From the ocular point of view, angiogenesis is a basic and critical part in the pathogenesis of many ocular neovascular syndromes and their complications. VEGF-A is believed to play a significant role in the formation of blood vessels that grow abnormally and leak. These blood vessels are fragile and can bleed, and potentially cause distortion of the retina, leading to deterioration of central vision.

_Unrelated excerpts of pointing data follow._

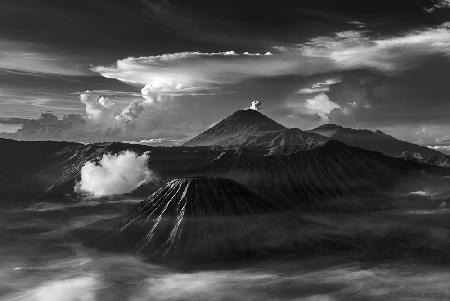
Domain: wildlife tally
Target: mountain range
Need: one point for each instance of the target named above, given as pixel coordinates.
(241, 189)
(251, 129)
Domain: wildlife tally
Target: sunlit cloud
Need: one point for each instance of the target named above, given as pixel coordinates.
(187, 73)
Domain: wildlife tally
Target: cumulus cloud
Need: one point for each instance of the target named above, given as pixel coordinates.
(319, 105)
(187, 73)
(115, 174)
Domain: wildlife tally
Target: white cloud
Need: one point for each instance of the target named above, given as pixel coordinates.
(441, 148)
(188, 73)
(115, 174)
(438, 4)
(318, 87)
(319, 104)
(73, 289)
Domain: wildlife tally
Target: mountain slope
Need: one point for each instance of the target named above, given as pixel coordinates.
(332, 176)
(200, 219)
(236, 129)
(376, 141)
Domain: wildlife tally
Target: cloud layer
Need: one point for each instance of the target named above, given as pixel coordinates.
(197, 72)
(115, 174)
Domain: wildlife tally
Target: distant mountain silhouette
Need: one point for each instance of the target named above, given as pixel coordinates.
(373, 140)
(236, 129)
(201, 219)
(252, 129)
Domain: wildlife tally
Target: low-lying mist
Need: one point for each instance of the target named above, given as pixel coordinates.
(115, 174)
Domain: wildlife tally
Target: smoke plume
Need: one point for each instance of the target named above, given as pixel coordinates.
(115, 174)
(256, 105)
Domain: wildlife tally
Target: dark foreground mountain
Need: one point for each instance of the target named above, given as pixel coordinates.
(333, 176)
(381, 142)
(253, 130)
(200, 218)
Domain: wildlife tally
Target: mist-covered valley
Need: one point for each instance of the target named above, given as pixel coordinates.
(247, 210)
(383, 255)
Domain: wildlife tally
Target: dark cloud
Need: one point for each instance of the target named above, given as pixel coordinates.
(357, 63)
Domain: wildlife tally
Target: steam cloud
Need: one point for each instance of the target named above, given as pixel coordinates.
(115, 174)
(256, 105)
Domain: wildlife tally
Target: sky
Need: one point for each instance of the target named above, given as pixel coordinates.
(162, 71)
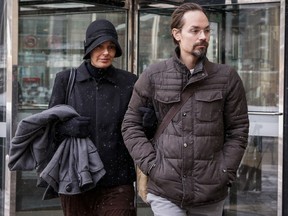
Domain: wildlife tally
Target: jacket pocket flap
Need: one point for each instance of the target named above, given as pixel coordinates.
(167, 98)
(208, 96)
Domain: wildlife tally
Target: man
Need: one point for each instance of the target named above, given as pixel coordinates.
(194, 161)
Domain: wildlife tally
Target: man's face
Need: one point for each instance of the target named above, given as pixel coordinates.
(194, 36)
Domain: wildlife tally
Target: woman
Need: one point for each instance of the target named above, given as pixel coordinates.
(100, 95)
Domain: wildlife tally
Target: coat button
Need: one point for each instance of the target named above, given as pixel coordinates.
(68, 188)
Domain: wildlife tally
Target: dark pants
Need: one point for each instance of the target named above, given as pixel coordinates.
(115, 201)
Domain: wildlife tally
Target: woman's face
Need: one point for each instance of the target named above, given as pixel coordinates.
(102, 56)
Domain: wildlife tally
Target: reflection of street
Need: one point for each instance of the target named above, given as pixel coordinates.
(255, 192)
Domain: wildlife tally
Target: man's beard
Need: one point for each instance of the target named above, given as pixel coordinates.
(200, 52)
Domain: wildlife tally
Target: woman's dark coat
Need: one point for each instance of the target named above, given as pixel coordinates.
(105, 101)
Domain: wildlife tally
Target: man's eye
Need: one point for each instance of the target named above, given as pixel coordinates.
(195, 31)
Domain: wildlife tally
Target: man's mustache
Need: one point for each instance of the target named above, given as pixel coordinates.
(201, 44)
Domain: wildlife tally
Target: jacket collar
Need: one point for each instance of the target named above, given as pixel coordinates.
(83, 74)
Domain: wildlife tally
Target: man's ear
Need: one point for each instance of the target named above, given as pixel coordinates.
(176, 34)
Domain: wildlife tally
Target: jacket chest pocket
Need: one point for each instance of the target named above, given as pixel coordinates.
(209, 105)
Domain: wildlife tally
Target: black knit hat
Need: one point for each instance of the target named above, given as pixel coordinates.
(98, 32)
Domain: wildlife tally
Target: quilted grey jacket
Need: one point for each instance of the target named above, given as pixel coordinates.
(75, 167)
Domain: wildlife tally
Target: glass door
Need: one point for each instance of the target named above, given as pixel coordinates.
(247, 37)
(51, 39)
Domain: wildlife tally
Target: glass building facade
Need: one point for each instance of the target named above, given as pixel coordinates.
(39, 39)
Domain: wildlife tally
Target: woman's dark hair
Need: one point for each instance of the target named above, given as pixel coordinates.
(177, 15)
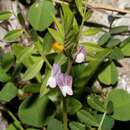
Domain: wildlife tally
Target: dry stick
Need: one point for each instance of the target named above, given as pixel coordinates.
(106, 7)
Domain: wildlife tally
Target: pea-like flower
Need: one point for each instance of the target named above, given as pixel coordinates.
(65, 84)
(80, 55)
(52, 81)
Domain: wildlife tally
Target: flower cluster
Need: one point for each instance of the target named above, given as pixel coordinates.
(63, 81)
(80, 55)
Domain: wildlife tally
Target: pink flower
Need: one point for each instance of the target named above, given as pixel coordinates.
(80, 55)
(54, 74)
(65, 84)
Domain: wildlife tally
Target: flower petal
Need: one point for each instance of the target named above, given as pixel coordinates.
(69, 90)
(51, 82)
(61, 80)
(80, 58)
(56, 70)
(68, 80)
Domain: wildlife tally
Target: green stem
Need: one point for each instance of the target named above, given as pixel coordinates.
(102, 120)
(47, 62)
(65, 116)
(15, 120)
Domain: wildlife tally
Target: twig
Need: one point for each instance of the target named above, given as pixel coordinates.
(106, 7)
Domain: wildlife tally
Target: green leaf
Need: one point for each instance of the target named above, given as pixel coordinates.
(32, 88)
(16, 125)
(109, 75)
(8, 92)
(121, 104)
(13, 126)
(47, 43)
(119, 29)
(116, 54)
(73, 105)
(4, 76)
(95, 103)
(13, 35)
(4, 15)
(92, 48)
(7, 60)
(113, 42)
(36, 107)
(44, 10)
(86, 71)
(54, 124)
(126, 49)
(76, 126)
(108, 122)
(104, 38)
(91, 31)
(87, 118)
(32, 129)
(26, 52)
(56, 35)
(33, 70)
(59, 25)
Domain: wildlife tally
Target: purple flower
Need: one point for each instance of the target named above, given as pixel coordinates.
(54, 74)
(65, 84)
(80, 55)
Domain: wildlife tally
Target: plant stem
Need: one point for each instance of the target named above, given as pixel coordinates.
(102, 120)
(65, 116)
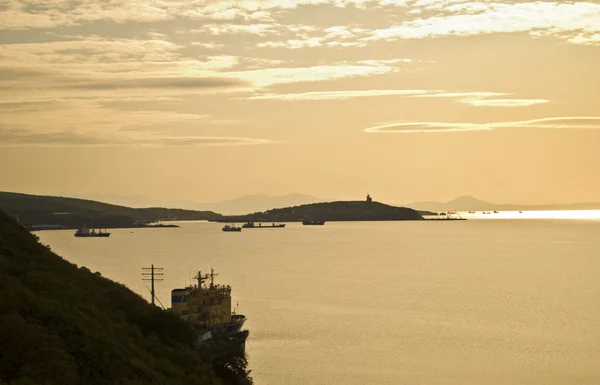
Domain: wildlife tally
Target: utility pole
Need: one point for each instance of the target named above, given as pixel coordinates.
(152, 276)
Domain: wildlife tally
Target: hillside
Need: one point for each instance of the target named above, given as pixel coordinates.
(73, 213)
(466, 203)
(238, 206)
(331, 211)
(60, 324)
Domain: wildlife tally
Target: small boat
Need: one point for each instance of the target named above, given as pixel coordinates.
(312, 222)
(85, 232)
(252, 225)
(231, 228)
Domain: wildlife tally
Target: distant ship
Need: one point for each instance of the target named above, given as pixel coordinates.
(252, 225)
(85, 232)
(312, 222)
(207, 308)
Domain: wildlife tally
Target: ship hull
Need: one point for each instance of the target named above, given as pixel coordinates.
(313, 223)
(103, 235)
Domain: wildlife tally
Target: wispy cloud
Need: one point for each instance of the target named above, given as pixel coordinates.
(572, 20)
(90, 123)
(271, 76)
(14, 138)
(502, 102)
(473, 98)
(339, 95)
(569, 122)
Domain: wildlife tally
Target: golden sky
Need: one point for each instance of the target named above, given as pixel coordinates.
(207, 100)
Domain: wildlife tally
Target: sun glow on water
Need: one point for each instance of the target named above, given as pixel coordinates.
(537, 214)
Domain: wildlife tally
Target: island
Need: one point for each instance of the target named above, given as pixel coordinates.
(63, 324)
(38, 212)
(367, 210)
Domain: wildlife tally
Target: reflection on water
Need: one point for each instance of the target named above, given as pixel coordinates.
(537, 214)
(461, 302)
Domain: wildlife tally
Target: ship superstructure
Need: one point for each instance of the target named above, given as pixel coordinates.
(207, 306)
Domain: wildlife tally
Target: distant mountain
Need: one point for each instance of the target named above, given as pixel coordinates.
(258, 203)
(73, 213)
(331, 211)
(469, 203)
(242, 205)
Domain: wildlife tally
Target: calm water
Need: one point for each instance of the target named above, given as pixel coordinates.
(468, 302)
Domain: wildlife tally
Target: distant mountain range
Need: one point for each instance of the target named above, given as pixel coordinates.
(469, 203)
(238, 206)
(38, 210)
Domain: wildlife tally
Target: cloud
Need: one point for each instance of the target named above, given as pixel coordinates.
(474, 98)
(234, 29)
(271, 76)
(502, 102)
(310, 37)
(14, 138)
(157, 83)
(569, 122)
(573, 20)
(90, 123)
(339, 95)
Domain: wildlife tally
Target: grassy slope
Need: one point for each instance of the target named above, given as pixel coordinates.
(60, 324)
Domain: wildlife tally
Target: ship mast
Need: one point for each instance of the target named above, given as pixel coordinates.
(200, 279)
(212, 277)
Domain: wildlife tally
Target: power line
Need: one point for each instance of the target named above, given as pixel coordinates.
(152, 276)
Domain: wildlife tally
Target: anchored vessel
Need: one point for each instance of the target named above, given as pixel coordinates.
(252, 225)
(312, 222)
(85, 232)
(207, 308)
(231, 228)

Several strategies to inhibit the action of VEGF have been explored, including neutralizing anti-VEGF antibodies, receptor antagonists, soluble receptors, antagonistic VEGF mutants, inhibitors of VEGF receptor function, and upstream inhibitors of VEGF regulators such as protein kinase C. Bevacizumab (Avastin) is a recombinant humanized monoclonal immunoglobulin antibody that inhibits the activity of VEGF (see section on drug mechanism, below). It was designed as antitumor treatment in order to treat advanced carcinoma patients. Ranibizumab (Lucentis) is also a humanized antibody fragment against VEGF which was specifically designed for intraocular use as a smaller antibody fragment to penetrate through the retina better. The Food and Drug Administration (FDA) approved ranibizumab for treatment of subfoveal neovascular AMD in June, 2006. It was the first treatment for AMD shown to improve visual acuity (VA) in a substantial percentage of patients as opposed to slowing visual loss. A number of prospective, double-blind, placebo-controlled studies have proven its efficacy in treating minimally classic or occult choroidal neovascularization (CNV) secondary to AMD12 as well as predominantly classic CNV.13 Bevacizumab has a similar action and is related to the ranibizumab compound with respect to its structure. Bevacizumab was first approved by the FDA for the treatment of metastatic colorectal cancer in 2004, but it has not gained approval for intravitreal use. It has, however, recently been reported to treat patients successfully with a number of ocular diseases with off-label use.